An international collaboration of scientists has revealed the molecular function of a protein essential for replication of H5N1 influenza virus. A subdomain of the viral polymerase undergoes large-scale structural reorganisation to enable an essential part of the polymerase to enter the nucleus of the infected cell, where the viral genome is replicated.
The study, published in the Journal of the American Chemical Society, illustrates how the flexibility of a protein allows it to adapt its function, facilitating infection of the host.

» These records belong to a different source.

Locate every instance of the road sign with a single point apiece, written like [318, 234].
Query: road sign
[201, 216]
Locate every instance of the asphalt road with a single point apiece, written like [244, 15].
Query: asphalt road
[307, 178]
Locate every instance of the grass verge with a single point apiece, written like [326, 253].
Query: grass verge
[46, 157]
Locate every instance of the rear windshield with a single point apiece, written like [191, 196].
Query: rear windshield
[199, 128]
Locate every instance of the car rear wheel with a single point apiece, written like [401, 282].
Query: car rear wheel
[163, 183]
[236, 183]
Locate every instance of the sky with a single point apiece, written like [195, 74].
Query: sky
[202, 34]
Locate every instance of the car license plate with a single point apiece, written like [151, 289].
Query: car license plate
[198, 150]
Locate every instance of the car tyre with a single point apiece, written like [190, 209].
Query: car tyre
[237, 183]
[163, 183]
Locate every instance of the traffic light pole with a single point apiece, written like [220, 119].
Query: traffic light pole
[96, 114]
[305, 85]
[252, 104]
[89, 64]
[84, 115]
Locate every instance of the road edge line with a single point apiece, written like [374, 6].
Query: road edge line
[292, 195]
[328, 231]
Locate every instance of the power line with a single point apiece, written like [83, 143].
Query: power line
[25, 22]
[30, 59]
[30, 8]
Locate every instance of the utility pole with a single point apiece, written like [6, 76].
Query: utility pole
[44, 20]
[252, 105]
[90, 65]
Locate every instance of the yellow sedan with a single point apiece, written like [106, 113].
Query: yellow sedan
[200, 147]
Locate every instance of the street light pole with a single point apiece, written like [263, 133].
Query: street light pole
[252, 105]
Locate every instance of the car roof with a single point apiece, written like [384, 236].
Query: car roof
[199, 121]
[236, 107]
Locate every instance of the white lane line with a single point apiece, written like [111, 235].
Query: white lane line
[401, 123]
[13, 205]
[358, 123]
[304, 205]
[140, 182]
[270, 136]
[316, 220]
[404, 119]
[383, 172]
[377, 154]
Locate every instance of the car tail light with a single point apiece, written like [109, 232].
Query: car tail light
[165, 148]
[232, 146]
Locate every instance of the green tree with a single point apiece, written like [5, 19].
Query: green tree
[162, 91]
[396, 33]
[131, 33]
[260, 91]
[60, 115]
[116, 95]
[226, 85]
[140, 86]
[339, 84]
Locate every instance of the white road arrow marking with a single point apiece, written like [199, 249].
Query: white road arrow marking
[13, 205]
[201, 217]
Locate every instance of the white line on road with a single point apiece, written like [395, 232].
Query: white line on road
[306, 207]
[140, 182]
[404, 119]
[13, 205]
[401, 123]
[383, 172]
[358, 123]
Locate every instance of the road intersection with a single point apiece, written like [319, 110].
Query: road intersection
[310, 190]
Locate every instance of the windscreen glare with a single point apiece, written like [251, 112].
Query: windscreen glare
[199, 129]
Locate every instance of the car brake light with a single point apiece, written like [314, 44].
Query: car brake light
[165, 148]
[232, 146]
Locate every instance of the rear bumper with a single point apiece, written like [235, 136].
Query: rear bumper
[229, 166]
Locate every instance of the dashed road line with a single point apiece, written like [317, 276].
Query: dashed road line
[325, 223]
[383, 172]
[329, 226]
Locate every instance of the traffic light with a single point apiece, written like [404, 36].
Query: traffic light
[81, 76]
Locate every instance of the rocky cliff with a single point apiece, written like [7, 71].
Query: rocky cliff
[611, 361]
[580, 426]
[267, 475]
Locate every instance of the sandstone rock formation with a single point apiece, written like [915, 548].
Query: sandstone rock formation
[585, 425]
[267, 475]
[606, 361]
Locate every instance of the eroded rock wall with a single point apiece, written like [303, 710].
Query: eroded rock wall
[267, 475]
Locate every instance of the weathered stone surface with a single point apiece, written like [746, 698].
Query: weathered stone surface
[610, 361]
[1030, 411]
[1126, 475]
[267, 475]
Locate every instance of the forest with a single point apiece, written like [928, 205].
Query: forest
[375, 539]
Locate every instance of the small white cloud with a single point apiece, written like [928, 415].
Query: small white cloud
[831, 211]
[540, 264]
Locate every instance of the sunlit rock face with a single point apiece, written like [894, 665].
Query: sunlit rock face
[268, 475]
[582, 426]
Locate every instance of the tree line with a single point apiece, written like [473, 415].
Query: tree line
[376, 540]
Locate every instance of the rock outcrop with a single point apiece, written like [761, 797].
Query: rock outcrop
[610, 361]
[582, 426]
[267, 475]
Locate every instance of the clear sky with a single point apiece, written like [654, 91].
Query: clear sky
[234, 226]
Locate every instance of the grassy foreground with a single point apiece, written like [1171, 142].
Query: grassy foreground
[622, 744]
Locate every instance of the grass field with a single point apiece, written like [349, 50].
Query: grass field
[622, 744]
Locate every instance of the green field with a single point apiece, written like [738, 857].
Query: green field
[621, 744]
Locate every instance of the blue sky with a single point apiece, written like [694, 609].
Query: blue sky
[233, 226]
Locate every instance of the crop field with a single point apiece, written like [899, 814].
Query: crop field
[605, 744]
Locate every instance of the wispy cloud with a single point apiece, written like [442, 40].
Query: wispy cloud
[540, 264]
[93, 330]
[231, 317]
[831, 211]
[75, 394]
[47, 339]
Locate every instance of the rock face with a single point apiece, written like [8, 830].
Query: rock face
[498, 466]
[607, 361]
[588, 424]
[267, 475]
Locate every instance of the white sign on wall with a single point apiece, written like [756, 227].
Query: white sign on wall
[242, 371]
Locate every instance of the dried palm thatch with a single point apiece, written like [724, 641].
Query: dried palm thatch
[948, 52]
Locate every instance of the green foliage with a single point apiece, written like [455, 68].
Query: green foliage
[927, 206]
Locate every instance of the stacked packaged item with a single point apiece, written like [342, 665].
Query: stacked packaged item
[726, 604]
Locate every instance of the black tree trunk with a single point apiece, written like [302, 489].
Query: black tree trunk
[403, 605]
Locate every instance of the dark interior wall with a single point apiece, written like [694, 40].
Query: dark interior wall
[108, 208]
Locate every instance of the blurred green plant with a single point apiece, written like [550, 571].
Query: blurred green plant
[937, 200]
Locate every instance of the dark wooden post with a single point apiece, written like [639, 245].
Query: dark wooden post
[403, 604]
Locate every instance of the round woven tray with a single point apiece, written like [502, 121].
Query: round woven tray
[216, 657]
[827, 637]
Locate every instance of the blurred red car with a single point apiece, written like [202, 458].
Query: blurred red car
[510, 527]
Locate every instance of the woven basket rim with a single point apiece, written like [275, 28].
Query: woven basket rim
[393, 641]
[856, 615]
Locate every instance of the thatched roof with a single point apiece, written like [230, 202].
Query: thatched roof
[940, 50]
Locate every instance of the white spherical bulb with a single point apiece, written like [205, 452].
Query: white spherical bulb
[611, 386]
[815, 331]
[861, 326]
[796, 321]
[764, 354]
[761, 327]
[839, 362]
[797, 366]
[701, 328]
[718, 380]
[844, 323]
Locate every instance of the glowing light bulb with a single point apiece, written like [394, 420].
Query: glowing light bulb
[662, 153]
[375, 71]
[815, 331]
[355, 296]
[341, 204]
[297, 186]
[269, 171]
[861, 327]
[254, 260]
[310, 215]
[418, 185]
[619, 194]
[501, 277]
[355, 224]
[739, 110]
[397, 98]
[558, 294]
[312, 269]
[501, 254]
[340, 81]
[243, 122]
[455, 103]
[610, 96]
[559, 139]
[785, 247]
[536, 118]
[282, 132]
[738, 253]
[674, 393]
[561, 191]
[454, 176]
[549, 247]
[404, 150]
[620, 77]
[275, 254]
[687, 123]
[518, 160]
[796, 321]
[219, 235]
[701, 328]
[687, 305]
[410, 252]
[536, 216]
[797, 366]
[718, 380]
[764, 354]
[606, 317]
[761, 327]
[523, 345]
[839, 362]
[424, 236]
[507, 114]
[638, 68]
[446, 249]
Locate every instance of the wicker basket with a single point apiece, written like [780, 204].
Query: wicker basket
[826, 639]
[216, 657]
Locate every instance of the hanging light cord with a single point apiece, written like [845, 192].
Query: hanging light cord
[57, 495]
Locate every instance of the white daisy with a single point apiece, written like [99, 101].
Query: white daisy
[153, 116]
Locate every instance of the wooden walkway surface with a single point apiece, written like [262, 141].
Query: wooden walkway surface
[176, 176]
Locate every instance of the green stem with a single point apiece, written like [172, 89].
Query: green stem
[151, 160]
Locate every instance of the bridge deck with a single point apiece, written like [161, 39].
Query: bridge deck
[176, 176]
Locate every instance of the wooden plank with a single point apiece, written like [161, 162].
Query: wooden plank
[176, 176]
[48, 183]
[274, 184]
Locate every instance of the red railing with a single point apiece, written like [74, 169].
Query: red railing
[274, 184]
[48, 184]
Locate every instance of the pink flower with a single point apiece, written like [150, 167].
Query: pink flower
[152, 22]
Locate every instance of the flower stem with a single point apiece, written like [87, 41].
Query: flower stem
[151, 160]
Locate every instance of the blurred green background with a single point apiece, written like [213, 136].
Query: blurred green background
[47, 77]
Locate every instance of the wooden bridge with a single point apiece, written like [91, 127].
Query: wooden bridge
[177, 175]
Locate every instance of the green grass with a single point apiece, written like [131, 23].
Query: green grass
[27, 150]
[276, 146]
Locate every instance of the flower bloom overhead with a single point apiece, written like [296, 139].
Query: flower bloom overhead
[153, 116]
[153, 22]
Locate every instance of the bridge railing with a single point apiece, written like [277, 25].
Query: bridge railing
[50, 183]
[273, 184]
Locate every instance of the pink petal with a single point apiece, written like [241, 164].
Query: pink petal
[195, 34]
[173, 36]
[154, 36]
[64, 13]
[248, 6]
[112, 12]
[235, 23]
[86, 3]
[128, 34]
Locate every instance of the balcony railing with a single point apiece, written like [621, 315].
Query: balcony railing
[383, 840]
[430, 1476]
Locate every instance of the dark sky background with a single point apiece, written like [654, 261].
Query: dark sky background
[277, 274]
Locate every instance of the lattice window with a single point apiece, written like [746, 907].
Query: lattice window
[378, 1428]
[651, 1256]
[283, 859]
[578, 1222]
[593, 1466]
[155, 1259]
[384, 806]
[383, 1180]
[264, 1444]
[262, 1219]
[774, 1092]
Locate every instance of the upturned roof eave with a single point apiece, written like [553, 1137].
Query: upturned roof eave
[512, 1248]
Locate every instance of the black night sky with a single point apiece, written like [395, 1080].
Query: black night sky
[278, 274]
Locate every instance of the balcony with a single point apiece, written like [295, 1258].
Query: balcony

The polymerase allows the virus to reproduce copies of its genomic material in the infected cell, and thereby produce new viruses. It is known that adaptation of the influenza virus occurs through mutations in the viral polymerase, in particular in the C-terminal domain 627-NLS of the PB2 polymerase protein. This two-domain protein is required for import of the viral polymerase into the nucleus, by binding to importin-alpha
Researchers were able to show for the first time, using nuclear magnetic resonance spectroscopy (NMR), small angle scattering (SAS) and single molecule Förster resonance energy transfer (FRET), that in solution the protein exhibits a far more complex behaviour. In fact the conformation described by crystal structure exists in solution. They were also able to show that this 'open' form of the protein interacts with importin-alpha and it is this conformational equilibrium that allows for PB2 to enter the nucleus.